We do have that set up joint account etc but this is one thing he doesn't really want but I really do. I won't be able to get him to agree to pay half because he was so dead against it in the first instance. He works long, physical days 13 days on the trot and then has a couple of days off so in his mind he doesn't want to spend his rare days off cleaning and I don't have the time on my own schedule to do as thorough a job as they can.

I think what I'd be tempted to do in your place, OP, is cut the cleaners' job in half, and you pay for that half. If your DH wants a clean house he's then got the option of spending his "rare days off cleaning" (or just do as the rest of us do, and fit it into a normal working day) or pay for the other half of the cleaning.

Whatever happens, the uncleaned bit won't be your responsibility, because you've arranged and paid to have your half cleaned.

bingbongnoise · 24/08/2018 11:44

The agreement between my husband and I was that if we were going to get a cleaner was I was going to pay for it. He doesn't really agree with it, thinks we should be able to do it ourselves but it's just not possible.

Roughly translated, he thinks YOU can, and SHOULD do the cleaning! Hmm

Re; your issue. Just have a word with them and tell them you're unhappy.

bingbongnoise · 24/08/2018 11:48

Reading through the thread, I can see I am not the only one who finds all this 'my money/your money' stuff a bit Hmm

Me and DH have always had shared finances.. Sometimes he has earned more, sometimes I have, but one of us has never had to pay for household stuff out of our own money, whilst the other spends on luxuries or squirrels their money away!

Weird.

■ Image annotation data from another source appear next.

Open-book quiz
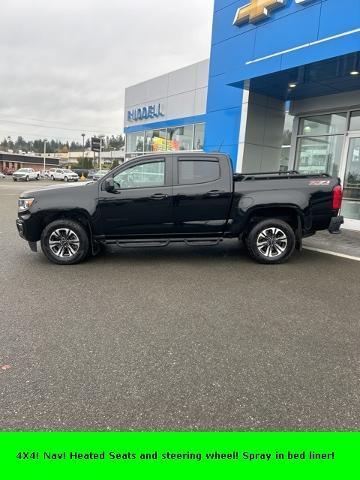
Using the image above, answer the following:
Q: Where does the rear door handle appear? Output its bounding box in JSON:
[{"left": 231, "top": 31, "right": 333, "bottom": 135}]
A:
[
  {"left": 205, "top": 190, "right": 225, "bottom": 197},
  {"left": 150, "top": 193, "right": 167, "bottom": 200}
]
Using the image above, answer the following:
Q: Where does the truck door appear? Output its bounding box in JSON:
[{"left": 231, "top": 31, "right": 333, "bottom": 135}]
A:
[
  {"left": 99, "top": 156, "right": 173, "bottom": 238},
  {"left": 173, "top": 154, "right": 232, "bottom": 236}
]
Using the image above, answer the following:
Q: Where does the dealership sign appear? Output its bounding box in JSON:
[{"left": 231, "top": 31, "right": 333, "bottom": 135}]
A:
[
  {"left": 128, "top": 103, "right": 165, "bottom": 122},
  {"left": 234, "top": 0, "right": 314, "bottom": 25}
]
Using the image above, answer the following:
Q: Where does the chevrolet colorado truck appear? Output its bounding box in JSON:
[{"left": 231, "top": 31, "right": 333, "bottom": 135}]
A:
[{"left": 16, "top": 152, "right": 343, "bottom": 265}]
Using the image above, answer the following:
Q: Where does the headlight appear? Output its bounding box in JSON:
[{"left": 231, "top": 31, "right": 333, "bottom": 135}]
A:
[{"left": 18, "top": 198, "right": 34, "bottom": 212}]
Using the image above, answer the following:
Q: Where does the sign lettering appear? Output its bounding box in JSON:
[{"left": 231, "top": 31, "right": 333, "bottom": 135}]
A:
[
  {"left": 127, "top": 103, "right": 165, "bottom": 122},
  {"left": 234, "top": 0, "right": 314, "bottom": 25}
]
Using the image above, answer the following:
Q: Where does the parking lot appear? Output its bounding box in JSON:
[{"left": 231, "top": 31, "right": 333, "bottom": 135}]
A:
[{"left": 0, "top": 178, "right": 360, "bottom": 431}]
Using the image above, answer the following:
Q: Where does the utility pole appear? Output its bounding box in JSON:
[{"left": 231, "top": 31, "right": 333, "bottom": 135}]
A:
[
  {"left": 81, "top": 133, "right": 85, "bottom": 167},
  {"left": 44, "top": 140, "right": 47, "bottom": 173}
]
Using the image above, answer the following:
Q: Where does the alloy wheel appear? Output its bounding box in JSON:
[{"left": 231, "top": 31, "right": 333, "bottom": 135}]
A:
[
  {"left": 49, "top": 228, "right": 80, "bottom": 258},
  {"left": 256, "top": 227, "right": 288, "bottom": 258}
]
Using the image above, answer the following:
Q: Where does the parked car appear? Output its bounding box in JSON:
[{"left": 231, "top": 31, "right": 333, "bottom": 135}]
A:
[
  {"left": 39, "top": 170, "right": 50, "bottom": 179},
  {"left": 12, "top": 168, "right": 40, "bottom": 182},
  {"left": 49, "top": 168, "right": 79, "bottom": 182},
  {"left": 92, "top": 170, "right": 110, "bottom": 181},
  {"left": 72, "top": 168, "right": 89, "bottom": 178},
  {"left": 87, "top": 168, "right": 97, "bottom": 180},
  {"left": 16, "top": 153, "right": 344, "bottom": 265}
]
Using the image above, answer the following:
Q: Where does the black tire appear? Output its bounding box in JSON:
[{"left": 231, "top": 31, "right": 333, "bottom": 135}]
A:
[
  {"left": 245, "top": 218, "right": 296, "bottom": 264},
  {"left": 41, "top": 219, "right": 90, "bottom": 265}
]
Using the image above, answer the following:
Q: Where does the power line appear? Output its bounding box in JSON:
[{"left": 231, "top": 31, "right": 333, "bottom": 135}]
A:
[
  {"left": 0, "top": 118, "right": 116, "bottom": 135},
  {"left": 1, "top": 115, "right": 119, "bottom": 132}
]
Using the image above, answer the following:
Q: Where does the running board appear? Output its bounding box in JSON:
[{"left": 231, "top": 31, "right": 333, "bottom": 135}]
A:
[{"left": 102, "top": 238, "right": 223, "bottom": 248}]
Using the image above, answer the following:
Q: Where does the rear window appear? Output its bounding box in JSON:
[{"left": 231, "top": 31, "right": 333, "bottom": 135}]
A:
[{"left": 178, "top": 159, "right": 220, "bottom": 185}]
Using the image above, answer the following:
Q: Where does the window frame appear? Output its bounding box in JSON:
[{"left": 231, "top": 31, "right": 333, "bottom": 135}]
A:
[
  {"left": 107, "top": 155, "right": 172, "bottom": 192},
  {"left": 173, "top": 155, "right": 222, "bottom": 187}
]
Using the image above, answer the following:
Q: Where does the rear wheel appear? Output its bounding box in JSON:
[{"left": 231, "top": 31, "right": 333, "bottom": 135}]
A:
[
  {"left": 41, "top": 219, "right": 89, "bottom": 265},
  {"left": 246, "top": 218, "right": 296, "bottom": 264}
]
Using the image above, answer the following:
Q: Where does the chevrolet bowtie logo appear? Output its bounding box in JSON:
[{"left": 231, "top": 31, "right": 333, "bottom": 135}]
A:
[{"left": 234, "top": 0, "right": 286, "bottom": 25}]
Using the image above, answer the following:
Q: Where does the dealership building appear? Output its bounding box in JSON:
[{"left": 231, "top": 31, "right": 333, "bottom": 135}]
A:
[{"left": 125, "top": 0, "right": 360, "bottom": 230}]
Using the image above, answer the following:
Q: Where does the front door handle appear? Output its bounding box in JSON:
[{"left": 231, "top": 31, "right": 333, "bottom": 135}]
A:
[
  {"left": 150, "top": 193, "right": 167, "bottom": 200},
  {"left": 205, "top": 190, "right": 225, "bottom": 197}
]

Confused I couldn't be in a relationship like that.

ResistanceIsNecessary · 24/08/2018 18:03

He works long, physical days 13 days on the trot and then has a couple of days off so in his mind he doesn't want to spend his rare days off cleaning and I don't have the time on my own schedule to do as thorough a job as they can

When exactly is the cleaning being done then? If he doesn't want to spend his days off cleaning and you are too busy to complete it to the standard that you both want, then clearly you need a cleaner!

cardibach · 24/08/2018 18:46

I don’t understand what a ‘deep clean’ is.
Tell them exactly what you want done and agree a price for it, then set up a direct debit to them if possible. If their —rubbish— business model can’t cope with this, then a standing order to a separate account from which you can pay their invoices.

cardibach · 24/08/2018 18:47

Strike out fail.

CSIblonde · 24/08/2018 23:53

It shouldn't always be a different amount. You outline the job spec of what needs doing & agree £. Any other arrangement is inefficient/ a bloody hassle. Then you can budget. If they can't do this, find a cleaner on Gumtree: itscheaper than an agency.